Guy Novès a donc réussi son pari : gagner un quatrième titre Européen, aux dépens du Biarritz Olympique.
Il régnait une drôle d'ambiance, hier soir aux Stade de France. Non pas que les supporters des deux équipes n'y aient pas mis du leur. Mais de voir une partie du public arborer des maillots irlandais, de regarder des publicités pour des assurances britanniques à la mi-temps et d'entendre le speaker proférer (mal) l'essentiel de son discours dans la langue de Shakespeare avait quelque chose de décalé. Et pour parachever le tout, la victoire finale du Stade Toulousain (21-19) ne fut pas fêté avec la ferveur à laquelle on pouvait légitimement s'attendre.
Sans doute le fait que cette finale fut franco-française retira à l'événement une partie de son sel. On peut aussi avancer que ce succès stadiste ne fut pas forcément acquis avec le brillant auquel le jeu toulousain nous a de longue date habitué. Mais l'essentiel est là, pour les supporters comme pour le coach rouge-et-noir : une quatrième étoile sera dorénavant brodée sur les maillots du club.
Ainsi cette 15ème édition, la troisième entre clubs tricolores, a encore une fois été remportée par Toulouse. Au passage, on constate que deux représentants français seulement ont à ce jour enlevé le titre Européen. Cette hégémonie Toulousaine n'est certes pas génante, mais on aimerait qu'un autre clubb puisse venir étoffer ce palmarès européen. A titre de comparaison, ce sont quatre équipes Anglaises et trois Irlandaises qui ont inscrit leur nom au bas de la Coupe.
Pour en revenir au match lui-même, on dira que Biarritz a plutôt joué comme on s'attendait à le voir de Toulouse, et que Toulouse a développé un jeu plus proche de la marque de fabrique biarrote que de la philosophie traditionnelle des rouge-et-noir.
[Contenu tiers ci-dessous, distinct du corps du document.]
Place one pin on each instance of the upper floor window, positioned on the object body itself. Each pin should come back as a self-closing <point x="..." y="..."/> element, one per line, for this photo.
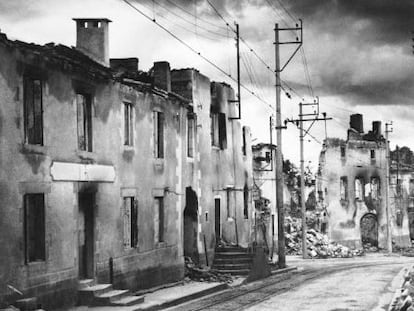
<point x="158" y="134"/>
<point x="214" y="129"/>
<point x="190" y="135"/>
<point x="375" y="187"/>
<point x="84" y="119"/>
<point x="359" y="188"/>
<point x="343" y="153"/>
<point x="128" y="124"/>
<point x="130" y="222"/>
<point x="343" y="188"/>
<point x="222" y="131"/>
<point x="33" y="111"/>
<point x="244" y="147"/>
<point x="34" y="227"/>
<point x="159" y="219"/>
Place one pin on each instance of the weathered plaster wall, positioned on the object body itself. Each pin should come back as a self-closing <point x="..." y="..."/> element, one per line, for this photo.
<point x="26" y="169"/>
<point x="401" y="206"/>
<point x="345" y="216"/>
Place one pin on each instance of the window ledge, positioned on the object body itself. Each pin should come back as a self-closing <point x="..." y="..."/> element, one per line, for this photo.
<point x="36" y="149"/>
<point x="86" y="155"/>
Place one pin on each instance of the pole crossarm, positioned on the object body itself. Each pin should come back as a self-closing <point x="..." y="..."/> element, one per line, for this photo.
<point x="298" y="41"/>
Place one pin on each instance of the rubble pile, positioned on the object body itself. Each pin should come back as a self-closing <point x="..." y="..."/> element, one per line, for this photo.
<point x="204" y="274"/>
<point x="318" y="246"/>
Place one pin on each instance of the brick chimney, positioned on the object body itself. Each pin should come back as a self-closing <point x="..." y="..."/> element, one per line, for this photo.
<point x="162" y="75"/>
<point x="92" y="38"/>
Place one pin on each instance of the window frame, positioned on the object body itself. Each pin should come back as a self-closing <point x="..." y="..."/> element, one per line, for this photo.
<point x="32" y="232"/>
<point x="158" y="134"/>
<point x="159" y="205"/>
<point x="33" y="135"/>
<point x="84" y="121"/>
<point x="191" y="120"/>
<point x="130" y="218"/>
<point x="128" y="124"/>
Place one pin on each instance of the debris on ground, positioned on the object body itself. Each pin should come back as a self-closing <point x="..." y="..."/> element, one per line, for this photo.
<point x="204" y="274"/>
<point x="318" y="246"/>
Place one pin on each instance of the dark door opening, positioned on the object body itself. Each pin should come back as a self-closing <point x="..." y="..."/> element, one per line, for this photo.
<point x="217" y="219"/>
<point x="191" y="224"/>
<point x="369" y="230"/>
<point x="86" y="235"/>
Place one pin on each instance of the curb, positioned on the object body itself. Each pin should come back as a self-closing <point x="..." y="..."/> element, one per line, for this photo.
<point x="184" y="299"/>
<point x="284" y="270"/>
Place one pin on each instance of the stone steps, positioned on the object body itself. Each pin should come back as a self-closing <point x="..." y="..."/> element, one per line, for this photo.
<point x="91" y="294"/>
<point x="232" y="260"/>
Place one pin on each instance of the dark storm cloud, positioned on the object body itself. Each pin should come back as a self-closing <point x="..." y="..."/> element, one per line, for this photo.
<point x="389" y="21"/>
<point x="18" y="10"/>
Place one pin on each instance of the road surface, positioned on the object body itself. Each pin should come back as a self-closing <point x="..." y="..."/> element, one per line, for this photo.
<point x="362" y="284"/>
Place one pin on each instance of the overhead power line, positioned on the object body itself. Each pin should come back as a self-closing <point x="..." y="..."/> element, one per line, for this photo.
<point x="194" y="50"/>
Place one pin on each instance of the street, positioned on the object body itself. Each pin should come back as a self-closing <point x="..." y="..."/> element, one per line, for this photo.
<point x="363" y="284"/>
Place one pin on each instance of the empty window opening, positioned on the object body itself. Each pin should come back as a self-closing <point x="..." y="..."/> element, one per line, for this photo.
<point x="375" y="188"/>
<point x="344" y="188"/>
<point x="84" y="116"/>
<point x="214" y="129"/>
<point x="246" y="202"/>
<point x="222" y="131"/>
<point x="190" y="135"/>
<point x="128" y="124"/>
<point x="359" y="190"/>
<point x="34" y="227"/>
<point x="244" y="148"/>
<point x="159" y="219"/>
<point x="343" y="153"/>
<point x="130" y="207"/>
<point x="158" y="134"/>
<point x="33" y="111"/>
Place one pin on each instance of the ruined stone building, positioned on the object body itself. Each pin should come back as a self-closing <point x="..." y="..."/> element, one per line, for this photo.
<point x="352" y="187"/>
<point x="402" y="195"/>
<point x="111" y="173"/>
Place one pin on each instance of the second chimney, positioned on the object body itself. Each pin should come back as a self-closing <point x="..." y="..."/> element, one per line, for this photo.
<point x="92" y="38"/>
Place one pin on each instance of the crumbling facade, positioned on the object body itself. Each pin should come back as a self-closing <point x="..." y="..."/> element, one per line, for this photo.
<point x="352" y="187"/>
<point x="111" y="173"/>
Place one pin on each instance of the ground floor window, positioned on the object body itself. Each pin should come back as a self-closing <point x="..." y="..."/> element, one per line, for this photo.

Si Toulouse l'a emporté, c'est d'abord grâce à son cinq de devant. Conduit par un William Servat de gala ("man of de match", hier), le pack du stade a dominé son homologue, à l'exception du secteur de la touche. Au sein de ce pack quatre étoile,s Shawn Sowerby a également été excellent. Ce numéro huit est un Cigagna doté d'un turbo et d'un coup de pied incroyable.
Autre facteur de réussite, David Skréla, auteur d'une très bonne prestation, qui a "claqué" des drops au bon moment (sauf à l'entame du match...) et qui a su taper des chandelles pour profiter de la taille et de l'adresse de Yannick Jauzion face aux petits gabarits biarrots. De surcroît, le fils de son père a participé activement au dispositif défensif constitué par Guy Novès pour étouffer les velléités biarrotes.
Cinq plus huit plus dix ont donc fait quatre, pour la plus grande joie des supporters toulousains.
Et le soulagement serait-on tenté d'ajouter. Car à 21-12, alors que beaucoup pensaient le match plié et que le chambrage commençait à gagner les travées rouge-et-noir, un essai tout en vivacité de Karmichael Hunt à la 73ème minute redonnait l'espoir aux biarrots et un peu d'humilité aux supporters toulousains. Les sept dernières minutes furent les plus excitantes du match, Biarritz adoptant la tactique "tous les ballons à Takudzwa Ngwenya". Mais c'était un peu tard pour changer la donne.
Toulouse a su conduire son match comme il l'entendait et a parfaitement géré les incidents de jeu (l'expulsion - logique - de Patricio Albacete passa presque inaperçue). En face, après une entame prometteuse, Biarritz a eu deux périodes très faibles, en particulier en deuxième mi-temps, bafouillant son rugby. Le pack du BO fut étonnamment atone et ne pesa jamais sur le match. Derrière, on a bien senti combien l'absence de Damien Traille a desservi les hommes de Laurent Rodriguez et jean-Michel Gonzalez.
On ne pourra pas dire que Biarritz n'a pas tenté des choses, notamment en cherchant à franchir la ligne toulousaine par des passes "main - main" dans les intervalles. Mais Toulouse a fait bonne garde et exploité en contre plusieurs ballons qui auraient pu aller à dame sans de mauvais choix (Thierry Dusautoir) ou des ballons tombés (Maxime Médard).
Au final, la victoire Toulousaine, à défaut d'être brillante, fut somme toute logique. Le Stade règne en maitre sur l'Europe. Et Biarritz peut nourrir des regrets.